Today I was meant to be running the Aviemore Half. Unfortunately work had other ideas and I had to be in Liverpool by 10am on the Monday, not something I could really do even with a blistering PB. I resigned myself to staying at home and I looked around for an alternative. By the power of social media I came across the Eyemouth 10K, a multi-terrain race that styled itself as The Wee Toughie. It also turned out it was its first running. Eyemouth is about 12 miles from our house so very much on the doorstep with the advantage of being somewhere Elfie and I had yet to explore. The race was organised by Run Eyemouth and the Borders Sport and Leisure Trust. As I’m in an English club I got to pay the extra £2 for not being Scottish but £12 is still not too bad these days.
It turned out that the race started a little way up the coast on a beach – ring any bells? – in the absolutely beautiful little bay just down from Coldingham. And just to add stunning to beauty it was a glorious day. Crisp autumn sunshine making for the perfect conditions, I ditched the second layer. There was a pre-race briefing, outside the Beach Cafe which housed registration, where I got the gist of the route but as I wouldn’t be leading and the course was marshalled and marked I thought I’d be okay. As the start time approached the 40-50 runners gathered behind a line in the sand. I moved down to the firmest sand, Coastal Run experience kicking in.
The beach section was a little shorter than at Beadnell! Just a few hundred yards and then we were up some killer steep steps to the cliff-top path. This is a really painful start to a race. The footpath then follows the headland, opening up to some stunning views, round to St Abbs. (St Abbs is a pretty little fishing village but appears to be a made-up Victorian name as there is no St Abb.) Through the village and after a short section of road and some roadside paths it is through a farm and down onto narrow woodland footpaths. Before long we’re out onto the grassland around the top of Mire Loch and I assumed back down towards St Abbs.
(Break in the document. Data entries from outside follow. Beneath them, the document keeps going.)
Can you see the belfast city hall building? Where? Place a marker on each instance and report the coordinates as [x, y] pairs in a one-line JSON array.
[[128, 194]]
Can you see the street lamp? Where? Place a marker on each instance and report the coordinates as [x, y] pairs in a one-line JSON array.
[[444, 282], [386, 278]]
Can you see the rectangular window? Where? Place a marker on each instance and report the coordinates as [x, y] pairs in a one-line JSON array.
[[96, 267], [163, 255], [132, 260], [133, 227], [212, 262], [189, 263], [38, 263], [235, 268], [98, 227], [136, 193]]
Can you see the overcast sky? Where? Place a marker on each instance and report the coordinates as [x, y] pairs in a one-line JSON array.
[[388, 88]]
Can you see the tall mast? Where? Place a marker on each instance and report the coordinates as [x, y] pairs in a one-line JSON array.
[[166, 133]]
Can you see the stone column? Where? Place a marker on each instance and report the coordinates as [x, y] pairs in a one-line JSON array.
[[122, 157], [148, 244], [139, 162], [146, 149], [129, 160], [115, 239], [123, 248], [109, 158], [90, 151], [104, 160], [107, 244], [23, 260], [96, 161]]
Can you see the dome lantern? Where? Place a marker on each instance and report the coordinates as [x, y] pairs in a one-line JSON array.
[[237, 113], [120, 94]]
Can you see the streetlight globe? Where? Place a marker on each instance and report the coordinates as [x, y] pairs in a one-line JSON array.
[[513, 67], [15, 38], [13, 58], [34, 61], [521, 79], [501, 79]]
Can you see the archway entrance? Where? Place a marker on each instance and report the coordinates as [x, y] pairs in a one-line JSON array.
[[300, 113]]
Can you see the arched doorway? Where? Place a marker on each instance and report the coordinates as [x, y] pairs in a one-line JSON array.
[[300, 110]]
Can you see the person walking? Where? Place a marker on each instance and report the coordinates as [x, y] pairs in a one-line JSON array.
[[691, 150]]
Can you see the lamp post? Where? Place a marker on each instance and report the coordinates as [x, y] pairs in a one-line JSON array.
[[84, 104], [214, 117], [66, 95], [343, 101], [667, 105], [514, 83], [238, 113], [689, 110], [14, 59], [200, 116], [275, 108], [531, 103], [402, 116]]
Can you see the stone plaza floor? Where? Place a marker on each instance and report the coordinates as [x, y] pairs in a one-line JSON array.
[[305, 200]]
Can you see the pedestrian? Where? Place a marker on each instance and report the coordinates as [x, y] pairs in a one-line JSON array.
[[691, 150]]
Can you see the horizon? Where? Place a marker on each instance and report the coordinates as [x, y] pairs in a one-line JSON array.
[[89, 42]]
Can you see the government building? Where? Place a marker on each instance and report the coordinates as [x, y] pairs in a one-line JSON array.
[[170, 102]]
That would be too easy! A sharp left takes us up a line of telegraph poles on what can only be described to the sassenachs as a fell section. Tussocky-grassy steep, then bare-hillsided steeper. Over the summit the sea views open up again, this coastline is nothing short of spectacular – at times like this I wish I carried a camera. Then it’s down some rocky steps before a long tarmacked and tracked section taking us back towards St Abbs from where the race retraces its path along the cliff, down the steps and across the beach to the finish.
Did it live up to its name? Certainly, it was a wee toughie and I was very pleased with 50:50 – though it my have been a wee shortie too. But beyond that it was a very friendly, well-marshalled, well-organised race with stunning views and a bit of terrain to suit everyone. Of course next October it’ll be driech but if this race is back then I hope to be too! It’s a long way from Durham but I can’t recommend this one highly enough.